Cette définition exclut donc toute pluralité d’habitations principales.

Il peut s’agir :

  • de maisons individuelles ou de logements situés dans un immeuble collectif ;
  • d’un bateau ou d’une péniche aménagé en local d’habitation lorsque celui-ci est utilisé en un point fixe et, dans cette hypothèse, soumis à la taxe d’habitation ;
  • lorsque l’un des conjoints exerce une profession qui l’oblige à de fréquents déplacements ( VRP, routier, par exemple), du logement où sa famille réside en permanence (CAA Nantes 31 décembre 1992) ;
  • lorsque l’un des conjoints loue un appartement dans la ville de son lieu de travail éloigné de son domicile, du logement où réside effectivement et en permanence l’autre conjoint et ses enfants (Bulletin Officiel 5B-18-89) ;
  • lorsque le contribuable (ou l’un des 2 conjoints) dispose d’un logement de fonction.

L’habitation principale peut être constituée par le lieu où le contribuable se rend régulièrement en fin de semaine (province), où il exerce une partie de son activité professionnelle et où, au surplus, il est inscrit sur les listes électorales ; la circonstance que son employeur soit situé à Paris n’est pas déterminante dès lors que l’intéressé n’y exerce que partiellement son activité professionnelle en raison de nombreux déplacements en province, étant observé, par ailleurs, que ses moyens d’hébergement dans la capitale n’était qu’occasionnels (logements chez divers membres de sa famille qui l’accueillaient tour à tour ou à l’hôtel CE 19 octobre 1992).

Il en va différemment pour le contribuable dont l’habitation est distante de 90 km du lieu de son activité professionnelle (où il réside au domicile de ses parents) et dans laquelle il n’y séjourne qu’en fin de semaine et pendant ses congés, bien qu’il soit inscrit sur la liste électorale de la commune où est située cette habitation et dont l’adresse est également indiquée sur ses déclarations de revenus (CAA Nancy 31 décembre 1992).
De même, l’adresse figurant sur le bulletin de salaire, le paiement des impôts dans la même commune et des factures d’électricité et de téléphone indiquant une consommation très faible ne peuvent définir le caractère d’habitation principale d’un immeuble (CAA Nancy 26 octobre 1995).

Au vu des éléments mentionnés ci-dessus, il convient de préciser que la notion d’habitation principale relève de l’appréciation souveraine des juges du fond.
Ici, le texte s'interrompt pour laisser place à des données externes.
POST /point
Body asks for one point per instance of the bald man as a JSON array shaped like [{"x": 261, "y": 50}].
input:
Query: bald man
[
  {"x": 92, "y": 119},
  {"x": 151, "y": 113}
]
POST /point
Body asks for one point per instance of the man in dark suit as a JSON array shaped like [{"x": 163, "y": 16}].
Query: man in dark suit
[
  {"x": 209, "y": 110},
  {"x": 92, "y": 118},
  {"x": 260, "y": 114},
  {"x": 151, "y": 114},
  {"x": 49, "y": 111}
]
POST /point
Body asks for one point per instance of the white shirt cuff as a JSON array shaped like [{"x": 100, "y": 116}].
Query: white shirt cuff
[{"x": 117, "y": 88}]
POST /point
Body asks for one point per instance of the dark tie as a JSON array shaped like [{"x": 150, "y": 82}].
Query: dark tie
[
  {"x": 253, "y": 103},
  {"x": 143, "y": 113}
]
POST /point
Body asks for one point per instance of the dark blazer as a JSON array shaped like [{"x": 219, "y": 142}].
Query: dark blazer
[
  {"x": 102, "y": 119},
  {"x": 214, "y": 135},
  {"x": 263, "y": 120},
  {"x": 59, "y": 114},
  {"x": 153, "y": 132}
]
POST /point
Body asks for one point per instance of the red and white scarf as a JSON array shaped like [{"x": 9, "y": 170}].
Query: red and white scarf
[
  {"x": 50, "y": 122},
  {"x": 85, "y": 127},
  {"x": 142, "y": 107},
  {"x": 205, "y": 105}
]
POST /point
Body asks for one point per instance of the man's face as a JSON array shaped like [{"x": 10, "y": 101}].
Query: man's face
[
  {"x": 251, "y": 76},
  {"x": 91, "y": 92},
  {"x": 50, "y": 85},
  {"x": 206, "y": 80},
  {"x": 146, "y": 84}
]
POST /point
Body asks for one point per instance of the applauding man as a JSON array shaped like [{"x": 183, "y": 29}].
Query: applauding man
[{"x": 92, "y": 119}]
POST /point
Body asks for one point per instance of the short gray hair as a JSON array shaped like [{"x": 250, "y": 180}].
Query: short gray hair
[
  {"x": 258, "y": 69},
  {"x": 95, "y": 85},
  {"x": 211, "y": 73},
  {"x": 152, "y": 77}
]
Ainsi, lorsque le contribuable dispose de plusieurs habitations, le juge de l’impôt apprécie, année par année, la durée de résidence effective dans chaque habitation pour fonder sa décision (CE 9 juillet 1990, CE 27 juillet 1990).

Les réponses apportées ont seulement pour objet de fournir des informations à caractère documentaire conformément à la loi du 31/12/1971; elles n'ont en aucun cas valeur de consultation juridique.